Manchester’s Paul Oska showcases the very best of his original songwriting, scene-setting and unique vocal prowess, with this brand new EP entitled So Long, My Lonely Ghost.
The Gathering starts things off and slowly but surely weaves its instrumentally brilliant web around listeners. There’s a hint of optimism, even joy, to the progression – a rare dash of light, in hindsight, for a project well-suited to late night ponderings.
The song leaves its mark very quickly, Paul’s voice drawing you in with its unusual, captivating qualities. Then when all is said and done, all set-up and ready, this hypnotic looping welcome to the gathering echoes out amidst a fully chaotic, passionate arrangement of every layer from before. It’s a big finish that makes certain you remember and recognize the song.
Then we get the project’s title track, led by acoustic finger-picking, a mellow, intermittent hit of a drum, and Paul’s melodically meandering voice – making its way through poetic, uncertain observations. Again, the hook stands out in a subtle, alternative folk sort of fashion. It works well, the song gets better and better as this repeated moment kicks in and the gypsy-like rhythm takes over. You get a clear sense that a live show is where things would really come alive.
Smother breaks things down all the more so, a simple and spacious first half, intimate and stripped back to the bare essentials. The subtly raspy qualities of Paul’s voice stand out in a new kind of way. And this is followed up by what is potentially the project’s best song, in my opinion.
The lyrics of Long Lives Are Lost grab you in an instant, the finger-picking lulls you into a state of calm awareness, and the hook again repeats its simple phrase, to a switch in rhythm and an increase in warmth and vocal presence. I’m reminded briefly of Eddie Vedder’s Long Nights, the simplicity and the sudden passion.
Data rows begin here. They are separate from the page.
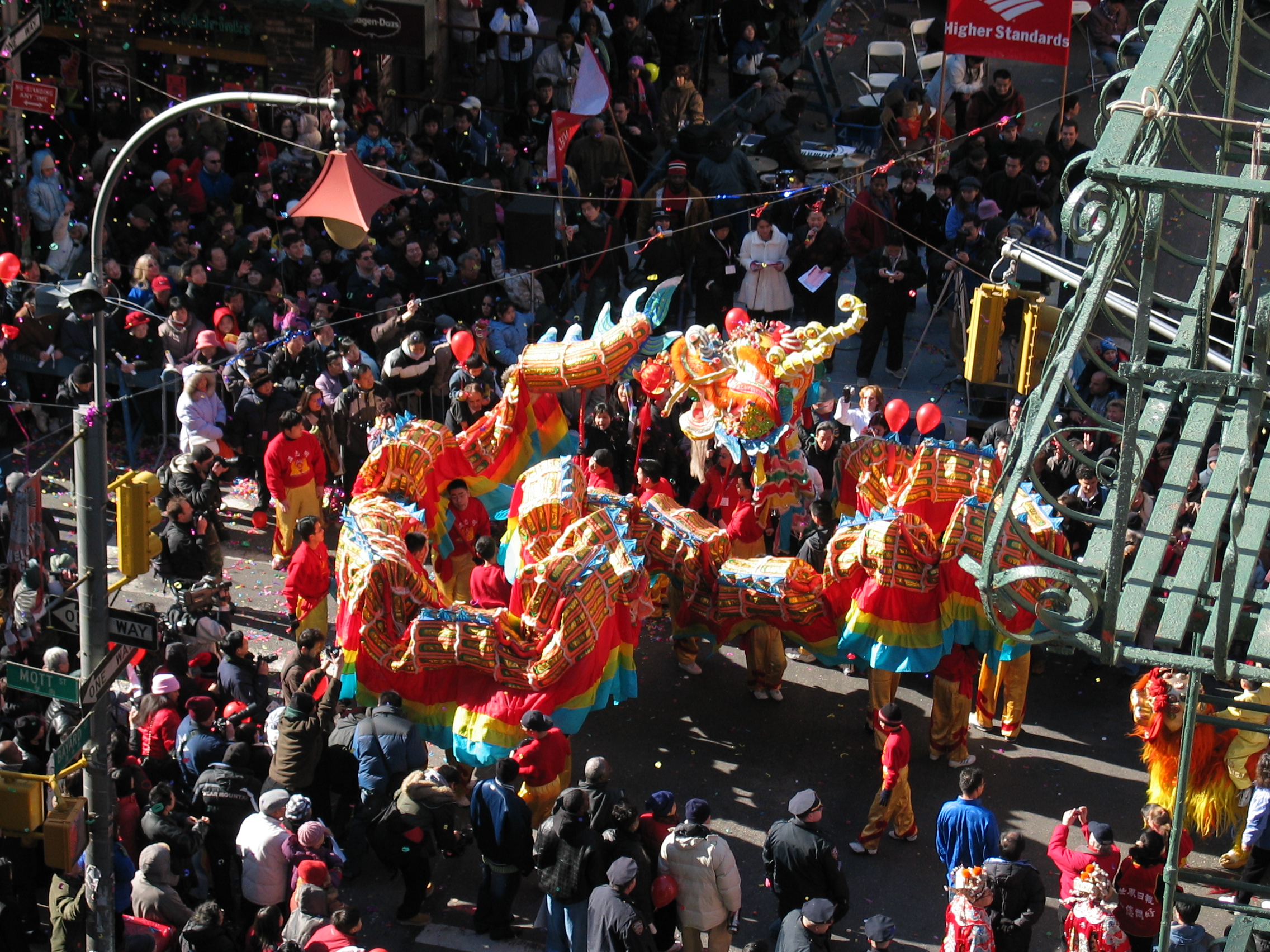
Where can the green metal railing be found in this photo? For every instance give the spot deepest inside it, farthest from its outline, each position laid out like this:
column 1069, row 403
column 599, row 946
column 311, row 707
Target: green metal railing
column 1169, row 204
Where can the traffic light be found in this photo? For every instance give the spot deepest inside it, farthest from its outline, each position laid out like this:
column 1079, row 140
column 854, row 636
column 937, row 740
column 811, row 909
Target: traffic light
column 987, row 320
column 1039, row 324
column 135, row 516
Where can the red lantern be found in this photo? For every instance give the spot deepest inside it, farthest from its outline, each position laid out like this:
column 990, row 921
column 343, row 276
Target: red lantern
column 897, row 414
column 928, row 417
column 461, row 346
column 734, row 320
column 10, row 267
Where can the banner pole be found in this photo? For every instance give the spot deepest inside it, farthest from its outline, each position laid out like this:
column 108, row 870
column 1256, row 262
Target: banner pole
column 939, row 110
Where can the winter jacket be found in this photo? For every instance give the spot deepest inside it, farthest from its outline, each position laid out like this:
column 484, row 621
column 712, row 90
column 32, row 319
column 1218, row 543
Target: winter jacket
column 153, row 894
column 300, row 743
column 399, row 749
column 702, row 862
column 766, row 288
column 202, row 421
column 46, row 197
column 501, row 823
column 1018, row 903
column 571, row 857
column 226, row 797
column 266, row 871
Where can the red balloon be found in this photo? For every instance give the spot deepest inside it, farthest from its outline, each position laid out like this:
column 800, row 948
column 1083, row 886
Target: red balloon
column 10, row 267
column 897, row 414
column 461, row 346
column 734, row 320
column 928, row 417
column 666, row 889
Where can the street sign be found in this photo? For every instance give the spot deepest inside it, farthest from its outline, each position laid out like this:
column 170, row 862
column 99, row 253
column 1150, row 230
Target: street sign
column 34, row 97
column 37, row 680
column 22, row 36
column 97, row 683
column 125, row 627
column 73, row 744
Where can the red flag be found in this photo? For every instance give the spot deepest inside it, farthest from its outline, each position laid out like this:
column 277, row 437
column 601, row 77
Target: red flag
column 1010, row 30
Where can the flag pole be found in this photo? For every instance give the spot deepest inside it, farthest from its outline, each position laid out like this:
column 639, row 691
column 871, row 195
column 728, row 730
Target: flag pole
column 939, row 108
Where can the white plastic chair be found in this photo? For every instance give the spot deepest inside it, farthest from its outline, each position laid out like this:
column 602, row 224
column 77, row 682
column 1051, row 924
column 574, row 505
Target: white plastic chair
column 885, row 50
column 917, row 31
column 927, row 65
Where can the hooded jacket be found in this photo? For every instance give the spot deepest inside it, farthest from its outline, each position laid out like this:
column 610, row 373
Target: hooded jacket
column 702, row 862
column 266, row 872
column 153, row 894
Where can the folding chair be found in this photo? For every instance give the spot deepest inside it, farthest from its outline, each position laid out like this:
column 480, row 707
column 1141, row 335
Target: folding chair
column 884, row 50
column 927, row 65
column 917, row 31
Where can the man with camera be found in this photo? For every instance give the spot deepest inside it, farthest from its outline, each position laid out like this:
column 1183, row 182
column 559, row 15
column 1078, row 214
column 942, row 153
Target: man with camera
column 197, row 477
column 240, row 674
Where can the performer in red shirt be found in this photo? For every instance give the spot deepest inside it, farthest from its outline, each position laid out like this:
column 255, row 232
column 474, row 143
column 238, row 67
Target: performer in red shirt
column 894, row 801
column 295, row 472
column 545, row 763
column 309, row 578
column 470, row 523
column 488, row 582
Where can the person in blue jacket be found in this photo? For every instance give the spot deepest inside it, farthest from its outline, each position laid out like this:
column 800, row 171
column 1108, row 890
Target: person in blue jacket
column 965, row 833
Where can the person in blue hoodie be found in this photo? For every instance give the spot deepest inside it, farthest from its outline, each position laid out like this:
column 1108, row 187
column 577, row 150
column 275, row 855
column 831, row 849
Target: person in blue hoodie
column 501, row 823
column 1185, row 935
column 46, row 198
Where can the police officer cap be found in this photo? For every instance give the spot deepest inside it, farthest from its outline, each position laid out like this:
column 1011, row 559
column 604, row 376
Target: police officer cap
column 622, row 872
column 818, row 912
column 879, row 928
column 804, row 803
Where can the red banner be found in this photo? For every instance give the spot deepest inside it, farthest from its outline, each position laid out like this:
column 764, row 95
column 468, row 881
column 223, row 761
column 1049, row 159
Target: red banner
column 1010, row 30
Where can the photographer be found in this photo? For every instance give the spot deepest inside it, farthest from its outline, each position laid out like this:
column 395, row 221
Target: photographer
column 198, row 745
column 197, row 477
column 241, row 675
column 184, row 540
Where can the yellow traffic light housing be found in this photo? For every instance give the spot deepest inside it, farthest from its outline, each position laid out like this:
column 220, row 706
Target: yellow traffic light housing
column 987, row 320
column 135, row 516
column 1039, row 324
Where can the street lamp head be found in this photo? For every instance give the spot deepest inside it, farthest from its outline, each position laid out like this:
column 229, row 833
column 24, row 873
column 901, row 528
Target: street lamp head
column 88, row 297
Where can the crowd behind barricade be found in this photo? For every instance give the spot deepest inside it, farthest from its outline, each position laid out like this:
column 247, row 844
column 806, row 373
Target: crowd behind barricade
column 243, row 808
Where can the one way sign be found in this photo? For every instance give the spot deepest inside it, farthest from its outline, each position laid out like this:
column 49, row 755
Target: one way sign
column 125, row 627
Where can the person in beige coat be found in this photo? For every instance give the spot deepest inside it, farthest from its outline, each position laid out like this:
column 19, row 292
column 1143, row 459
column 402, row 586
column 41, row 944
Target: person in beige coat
column 765, row 291
column 153, row 894
column 702, row 862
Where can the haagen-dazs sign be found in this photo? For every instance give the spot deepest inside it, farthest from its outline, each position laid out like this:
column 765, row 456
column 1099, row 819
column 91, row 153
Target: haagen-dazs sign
column 376, row 23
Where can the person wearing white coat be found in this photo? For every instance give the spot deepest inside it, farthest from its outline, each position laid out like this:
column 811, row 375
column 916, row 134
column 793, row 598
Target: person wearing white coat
column 765, row 255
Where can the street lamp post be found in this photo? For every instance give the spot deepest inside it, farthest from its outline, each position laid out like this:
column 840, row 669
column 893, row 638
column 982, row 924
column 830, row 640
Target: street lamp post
column 91, row 502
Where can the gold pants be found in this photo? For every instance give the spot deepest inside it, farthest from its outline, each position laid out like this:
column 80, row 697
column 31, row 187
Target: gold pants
column 765, row 658
column 883, row 687
column 542, row 800
column 301, row 501
column 898, row 811
column 1009, row 686
column 950, row 720
column 461, row 572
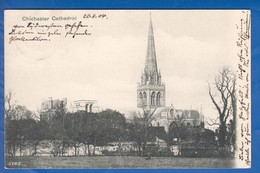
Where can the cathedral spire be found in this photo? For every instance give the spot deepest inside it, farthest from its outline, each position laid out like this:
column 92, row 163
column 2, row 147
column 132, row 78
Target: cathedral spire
column 150, row 62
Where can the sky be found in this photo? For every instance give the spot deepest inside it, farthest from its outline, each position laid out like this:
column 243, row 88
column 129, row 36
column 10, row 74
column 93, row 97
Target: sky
column 191, row 46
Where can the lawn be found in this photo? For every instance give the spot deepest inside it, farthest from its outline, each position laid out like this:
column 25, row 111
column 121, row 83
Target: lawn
column 117, row 162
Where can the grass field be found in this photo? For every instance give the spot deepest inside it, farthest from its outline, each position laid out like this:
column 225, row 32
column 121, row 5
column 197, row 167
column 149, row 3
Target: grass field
column 117, row 162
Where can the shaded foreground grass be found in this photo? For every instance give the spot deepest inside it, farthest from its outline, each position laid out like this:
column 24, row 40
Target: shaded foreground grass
column 117, row 162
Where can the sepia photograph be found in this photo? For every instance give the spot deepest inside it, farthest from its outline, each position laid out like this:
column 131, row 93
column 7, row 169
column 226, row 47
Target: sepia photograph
column 127, row 89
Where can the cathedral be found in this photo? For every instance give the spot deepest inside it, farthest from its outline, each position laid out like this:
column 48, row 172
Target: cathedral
column 151, row 94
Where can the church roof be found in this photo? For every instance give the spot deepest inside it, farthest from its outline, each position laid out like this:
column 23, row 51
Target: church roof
column 150, row 62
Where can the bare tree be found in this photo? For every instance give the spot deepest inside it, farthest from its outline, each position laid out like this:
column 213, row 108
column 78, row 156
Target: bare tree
column 223, row 96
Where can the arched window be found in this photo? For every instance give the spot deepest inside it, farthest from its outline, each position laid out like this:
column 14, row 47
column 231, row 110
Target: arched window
column 90, row 108
column 158, row 99
column 144, row 99
column 153, row 98
column 140, row 98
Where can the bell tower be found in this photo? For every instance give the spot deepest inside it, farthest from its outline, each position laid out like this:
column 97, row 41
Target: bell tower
column 150, row 91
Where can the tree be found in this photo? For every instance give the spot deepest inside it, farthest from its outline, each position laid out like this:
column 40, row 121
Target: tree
column 140, row 128
column 223, row 96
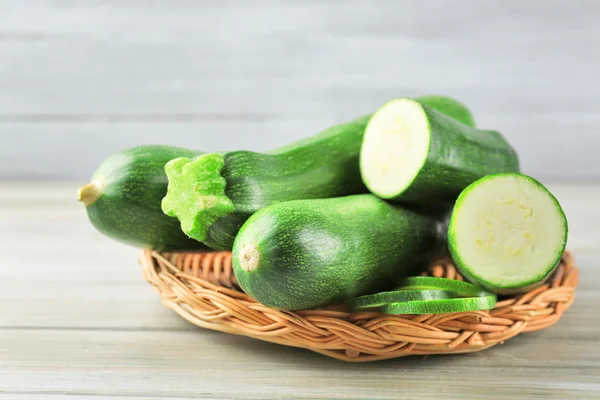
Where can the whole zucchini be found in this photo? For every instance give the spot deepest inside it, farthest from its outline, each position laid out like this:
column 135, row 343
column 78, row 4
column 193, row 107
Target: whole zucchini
column 214, row 195
column 123, row 199
column 414, row 153
column 310, row 253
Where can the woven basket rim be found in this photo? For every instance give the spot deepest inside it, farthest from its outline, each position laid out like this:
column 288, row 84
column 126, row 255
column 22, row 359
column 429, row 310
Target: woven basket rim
column 201, row 288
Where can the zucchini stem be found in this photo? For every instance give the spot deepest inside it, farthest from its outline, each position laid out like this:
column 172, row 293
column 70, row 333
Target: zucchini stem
column 88, row 194
column 249, row 258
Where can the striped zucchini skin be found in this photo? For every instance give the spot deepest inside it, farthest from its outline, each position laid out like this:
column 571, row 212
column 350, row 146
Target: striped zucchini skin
column 309, row 253
column 519, row 255
column 214, row 195
column 455, row 155
column 127, row 190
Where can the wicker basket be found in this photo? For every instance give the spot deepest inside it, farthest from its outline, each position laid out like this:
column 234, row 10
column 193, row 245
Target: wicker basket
column 201, row 288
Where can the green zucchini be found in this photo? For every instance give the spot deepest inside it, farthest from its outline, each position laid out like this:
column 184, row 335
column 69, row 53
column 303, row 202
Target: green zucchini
column 507, row 233
column 123, row 200
column 310, row 253
column 464, row 304
column 375, row 301
column 413, row 153
column 451, row 107
column 215, row 194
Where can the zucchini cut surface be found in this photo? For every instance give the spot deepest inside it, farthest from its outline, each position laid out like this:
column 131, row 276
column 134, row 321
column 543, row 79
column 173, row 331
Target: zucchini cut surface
column 507, row 233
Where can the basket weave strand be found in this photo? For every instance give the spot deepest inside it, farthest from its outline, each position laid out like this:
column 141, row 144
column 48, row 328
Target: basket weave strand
column 202, row 289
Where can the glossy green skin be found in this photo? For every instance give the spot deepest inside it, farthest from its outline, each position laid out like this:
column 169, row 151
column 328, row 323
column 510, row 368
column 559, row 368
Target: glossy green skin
column 322, row 166
column 450, row 107
column 318, row 252
column 501, row 287
column 458, row 156
column 129, row 208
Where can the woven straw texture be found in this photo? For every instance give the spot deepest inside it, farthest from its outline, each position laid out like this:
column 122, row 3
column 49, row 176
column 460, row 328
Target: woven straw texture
column 201, row 288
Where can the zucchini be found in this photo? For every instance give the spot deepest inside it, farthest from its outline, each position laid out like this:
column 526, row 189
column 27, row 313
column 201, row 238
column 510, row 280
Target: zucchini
column 215, row 194
column 464, row 304
column 374, row 301
column 462, row 289
column 507, row 233
column 123, row 200
column 310, row 253
column 450, row 107
column 413, row 153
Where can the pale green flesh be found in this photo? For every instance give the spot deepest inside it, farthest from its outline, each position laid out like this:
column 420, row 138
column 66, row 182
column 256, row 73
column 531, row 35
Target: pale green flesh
column 374, row 301
column 402, row 127
column 463, row 289
column 464, row 304
column 507, row 232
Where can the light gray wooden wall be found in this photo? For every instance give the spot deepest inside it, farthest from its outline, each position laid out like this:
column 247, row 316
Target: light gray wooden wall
column 82, row 79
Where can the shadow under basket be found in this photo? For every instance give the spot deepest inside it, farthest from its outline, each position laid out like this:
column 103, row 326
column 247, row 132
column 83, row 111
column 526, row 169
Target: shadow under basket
column 202, row 289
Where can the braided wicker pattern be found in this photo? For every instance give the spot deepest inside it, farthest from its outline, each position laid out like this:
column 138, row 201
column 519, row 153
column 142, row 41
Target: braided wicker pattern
column 202, row 289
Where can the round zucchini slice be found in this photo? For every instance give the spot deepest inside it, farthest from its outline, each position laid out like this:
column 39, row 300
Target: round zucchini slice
column 464, row 304
column 374, row 301
column 507, row 233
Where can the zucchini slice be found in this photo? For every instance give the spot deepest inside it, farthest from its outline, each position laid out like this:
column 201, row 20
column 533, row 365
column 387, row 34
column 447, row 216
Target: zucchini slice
column 507, row 233
column 374, row 301
column 414, row 153
column 464, row 304
column 462, row 289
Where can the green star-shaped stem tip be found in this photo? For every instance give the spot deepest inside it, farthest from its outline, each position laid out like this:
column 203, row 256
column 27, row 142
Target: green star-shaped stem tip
column 196, row 193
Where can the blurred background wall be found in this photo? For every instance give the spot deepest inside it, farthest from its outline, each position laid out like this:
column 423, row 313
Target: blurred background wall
column 82, row 79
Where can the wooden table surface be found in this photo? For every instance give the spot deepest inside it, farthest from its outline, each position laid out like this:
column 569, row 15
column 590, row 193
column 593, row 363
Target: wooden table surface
column 77, row 319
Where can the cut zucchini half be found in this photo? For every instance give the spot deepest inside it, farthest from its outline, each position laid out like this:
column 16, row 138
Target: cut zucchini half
column 507, row 233
column 374, row 301
column 464, row 304
column 395, row 147
column 414, row 153
column 460, row 288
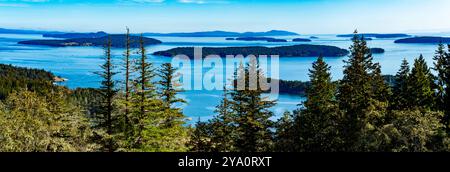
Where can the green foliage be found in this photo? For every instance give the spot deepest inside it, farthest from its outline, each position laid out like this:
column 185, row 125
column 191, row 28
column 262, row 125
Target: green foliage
column 105, row 121
column 15, row 78
column 317, row 123
column 421, row 83
column 401, row 88
column 32, row 123
column 304, row 50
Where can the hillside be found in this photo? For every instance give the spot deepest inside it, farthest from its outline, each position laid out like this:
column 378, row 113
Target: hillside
column 118, row 41
column 284, row 51
column 424, row 40
column 224, row 34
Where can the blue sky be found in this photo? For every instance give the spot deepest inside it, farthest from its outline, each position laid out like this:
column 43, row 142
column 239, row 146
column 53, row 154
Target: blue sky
column 302, row 16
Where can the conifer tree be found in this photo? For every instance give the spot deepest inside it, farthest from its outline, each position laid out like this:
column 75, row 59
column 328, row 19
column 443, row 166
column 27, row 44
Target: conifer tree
column 421, row 83
column 381, row 90
column 355, row 92
column 223, row 126
column 145, row 107
column 127, row 68
column 442, row 67
column 286, row 135
column 169, row 88
column 254, row 132
column 105, row 120
column 200, row 140
column 401, row 88
column 318, row 121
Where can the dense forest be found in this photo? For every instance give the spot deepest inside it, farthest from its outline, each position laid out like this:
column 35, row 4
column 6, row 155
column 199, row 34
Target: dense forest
column 117, row 41
column 359, row 113
column 305, row 50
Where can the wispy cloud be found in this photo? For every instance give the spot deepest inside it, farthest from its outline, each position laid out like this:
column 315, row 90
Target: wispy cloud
column 12, row 5
column 142, row 1
column 203, row 1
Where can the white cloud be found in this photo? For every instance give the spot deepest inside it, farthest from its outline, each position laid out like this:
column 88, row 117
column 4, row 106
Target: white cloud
column 203, row 1
column 12, row 5
column 144, row 1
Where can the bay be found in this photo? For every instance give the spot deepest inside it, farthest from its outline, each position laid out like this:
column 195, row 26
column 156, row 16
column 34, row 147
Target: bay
column 78, row 64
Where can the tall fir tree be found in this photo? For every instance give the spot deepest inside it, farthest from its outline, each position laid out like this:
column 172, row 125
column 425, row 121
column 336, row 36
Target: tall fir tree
column 401, row 88
column 442, row 67
column 145, row 107
column 318, row 121
column 254, row 127
column 421, row 82
column 223, row 126
column 169, row 88
column 286, row 134
column 355, row 92
column 127, row 88
column 381, row 89
column 105, row 119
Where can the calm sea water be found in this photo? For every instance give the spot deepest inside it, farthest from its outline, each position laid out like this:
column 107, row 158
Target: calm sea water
column 78, row 64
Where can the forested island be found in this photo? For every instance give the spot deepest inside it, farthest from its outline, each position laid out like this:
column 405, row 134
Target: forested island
column 377, row 35
column 13, row 78
column 76, row 35
column 23, row 31
column 257, row 39
column 304, row 50
column 424, row 40
column 118, row 41
column 225, row 34
column 377, row 50
column 362, row 112
column 302, row 40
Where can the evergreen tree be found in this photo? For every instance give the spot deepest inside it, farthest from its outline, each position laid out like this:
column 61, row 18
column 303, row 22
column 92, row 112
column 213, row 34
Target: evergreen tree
column 127, row 68
column 105, row 120
column 318, row 121
column 355, row 93
column 286, row 139
column 144, row 105
column 442, row 67
column 253, row 125
column 223, row 126
column 401, row 88
column 201, row 138
column 33, row 123
column 169, row 89
column 421, row 82
column 381, row 90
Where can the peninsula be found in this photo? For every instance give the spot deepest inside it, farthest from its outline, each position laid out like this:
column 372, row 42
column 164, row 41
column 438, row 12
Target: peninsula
column 424, row 40
column 304, row 50
column 118, row 41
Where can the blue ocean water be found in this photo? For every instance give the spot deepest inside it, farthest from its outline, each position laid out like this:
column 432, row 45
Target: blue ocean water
column 78, row 64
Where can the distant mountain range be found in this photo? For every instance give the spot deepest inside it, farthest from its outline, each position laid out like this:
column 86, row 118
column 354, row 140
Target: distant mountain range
column 21, row 31
column 118, row 41
column 67, row 35
column 424, row 40
column 377, row 35
column 225, row 34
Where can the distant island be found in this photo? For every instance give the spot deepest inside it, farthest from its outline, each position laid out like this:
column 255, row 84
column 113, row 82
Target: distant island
column 258, row 39
column 225, row 34
column 377, row 35
column 118, row 41
column 377, row 50
column 424, row 40
column 304, row 50
column 21, row 31
column 301, row 40
column 75, row 35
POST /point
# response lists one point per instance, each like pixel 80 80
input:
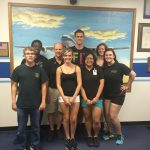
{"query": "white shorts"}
pixel 60 99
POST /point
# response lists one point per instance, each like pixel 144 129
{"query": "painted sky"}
pixel 49 24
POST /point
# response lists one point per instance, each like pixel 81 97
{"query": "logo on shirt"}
pixel 37 75
pixel 94 72
pixel 113 71
pixel 39 64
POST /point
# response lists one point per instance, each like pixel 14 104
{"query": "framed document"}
pixel 146 9
pixel 4 50
pixel 148 64
pixel 143 44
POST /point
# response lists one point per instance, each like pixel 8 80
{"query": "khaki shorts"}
pixel 53 106
pixel 77 100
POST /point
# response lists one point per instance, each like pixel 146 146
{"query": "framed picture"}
pixel 143 44
pixel 146 9
pixel 148 64
pixel 51 24
pixel 4 49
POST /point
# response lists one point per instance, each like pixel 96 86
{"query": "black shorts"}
pixel 117 100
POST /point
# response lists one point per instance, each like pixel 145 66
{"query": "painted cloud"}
pixel 33 18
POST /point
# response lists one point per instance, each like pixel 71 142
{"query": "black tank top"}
pixel 69 83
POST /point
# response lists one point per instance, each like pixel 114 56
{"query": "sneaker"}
pixel 90 141
pixel 119 139
pixel 108 136
pixel 96 141
pixel 51 135
pixel 68 144
pixel 74 145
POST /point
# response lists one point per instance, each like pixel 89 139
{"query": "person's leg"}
pixel 114 111
pixel 51 109
pixel 65 111
pixel 96 115
pixel 88 124
pixel 73 118
pixel 66 114
pixel 108 134
pixel 107 114
pixel 20 140
pixel 73 123
pixel 88 120
pixel 35 128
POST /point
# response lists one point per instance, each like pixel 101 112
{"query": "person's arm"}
pixel 58 83
pixel 14 86
pixel 132 76
pixel 79 84
pixel 43 91
pixel 99 92
pixel 88 101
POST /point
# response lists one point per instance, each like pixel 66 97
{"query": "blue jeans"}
pixel 23 114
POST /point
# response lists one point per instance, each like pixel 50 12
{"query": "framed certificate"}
pixel 143 44
pixel 146 9
pixel 4 50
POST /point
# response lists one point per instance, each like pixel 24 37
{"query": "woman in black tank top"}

Then the folk-band arrangement increases its embrace, and again we crave the live performance.
An intriguingly titled They’re Going To Get You In The End brings things to an appropriate finish. Paul Oska loses himself in the moment once more, accompanied only by the guitar for the first few moments, and the hook stands out for its longer form, questioning kind of uncertainty.
It’s haunting, brilliantly crisp in recording, and reminiscent of the kind of folk act you might hear in a classic horror film or the Freak Show series of Americana Horror Story. Another highlight, easily memorable, and a further indication of how unique and expressive Paul Oska is as an artist. This project is his first after an eight year hiatus. What a return.